The exciting and efficient Seahawks offense led by MVP frontrunner, quarterback Russell Wilson, will be facing a defense with Defensive Player of the Year favorite, defensive tackle Aaron Donald. The usual unstoppable force that is Wilson was halted in his tracks last week despite a 390-yard, two-touchdown performance. The shaky Rams, who have been largely powered by their defense, enjoyed their bye after splitting their last two games.

This contest will be a turning point for either Los Angeles quarterback Jared Goff or Seattle’s defense. The winner gets first (or ties for first) in their division, and there’s a potential for a three-way tie if the Rams win and the Arizona Cardinals beat the Buffalo Bills. If Seattle wins, it’ll give the team a little more breathing room with a very small margin for error. 

But what will it take?

The Seahawks are playing some of the worst defense we’ve seen from a modern-day franchise, and coming from a team that once dominated its opponents on that side of the ball, it’s more than concerning. Seattle can’t really stop anyone, and it’s on pace to be the worst defense (in terms of yards allowed) in NFL history. The Seahawks have the worst total defense, allowing 455.8 yards per game, and the worst pass defense, giving up 362.1 yards per game. They’ve also allowed the third-most points (30.4) of any team in the league. 

Seattle has had some very narrow wins against better teams, and while Los Angeles has problems of its own, it presents yet another challenge for this defense. Three quarterbacks have thrown for more than 400 yards against the Seahawks, which included Josh Allen’s 415-yard day in the 44-34 defeat. Defensive end Carlos Dunlap has already made an impact on Seattle’s nearly non-existent pass rush and the return of strong safety Jamal Adams resulted in 1.5 sacks and a season-best seven sacks against Buffalo on Sunday.

It’s the perfect opportunity for Goff to show he is, in fact, the quarterback he was thought to be when penning a lucrative four-year, $134 million deal with a record $110 million guaranteed. He’ll look to his top two targets, wide receivers Cooper Kupp and Robert Woods. In the Rams’ most recent game, a 28-17 loss to the Miami Dolphins in Week 8, Kupp was targeted 21 times. Los Angeles can take advantage of this, and it needs to. For how bad Seattle’s defense is, it’ll still go toe-to-toe with any opponent with Wilson under center.

The Rams defense will present their own challenge to this pass-happy offense. They have allowed the second-fewest points (19), yards (291.9), and passing yards (197.9).
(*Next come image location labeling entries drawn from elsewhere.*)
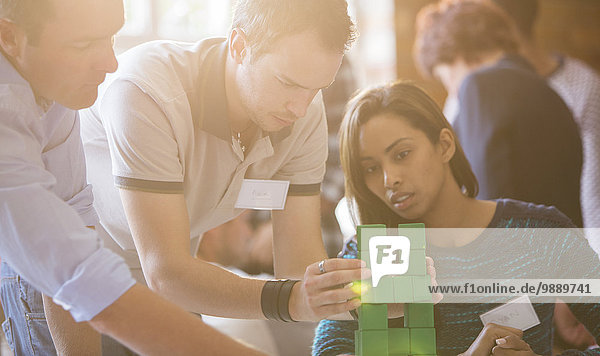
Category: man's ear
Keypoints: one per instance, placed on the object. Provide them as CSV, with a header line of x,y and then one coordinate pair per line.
x,y
447,144
12,38
238,45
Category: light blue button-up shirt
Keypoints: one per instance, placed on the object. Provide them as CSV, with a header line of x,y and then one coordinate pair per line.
x,y
46,204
Los Angeles’ defense has been so good and so consistent, it has allowed just one touchdown during an opponent’s opening drive and two touchdowns in the second half of all games. Wilson, who for whatever obnoxious reason, relishes in late-game scores but moving the ball downfield against this team will be difficult for even one of the best passers. The Rams have allowed only nine passing touchdowns, which is the fewest in the league, and since they let Allen pass for 311 yards in a Week 3 loss, no quarterback has thrown for more than 270 yards.

While the Seahawks have let Wilson take control earlier and more often, they could revert back to their run-first ways in an effort to evade the Rams’ pass rush. But even then, they’re up against one of the top run defenses. Los Angeles has a top-five run defense, allowing 95 yards per game; it’s just a yard more than what Seattle has allowed (94). The Seahawks don’t have a fear-inducing rushing attack and Wilson has struggled with ball security lately which would lead to them relying more on the pass. 

There are obvious reasons why this will be a marquee matchup, but for two teams struggling to find their identity in completely different aspects of the game, it’ll be telling. Can the innovative, young coach really transform the Rams’ offense and build them up to be even an ounce of what we saw during their Super Bowl season? Or will the old, seemingly less adaptable coach do enough to keep his perennial quarterback from carrying the Seahawks once again? The winner won’t come away with the division yet, it’s still too close to call. But the winner will be in much better shape with at least four divisional games left.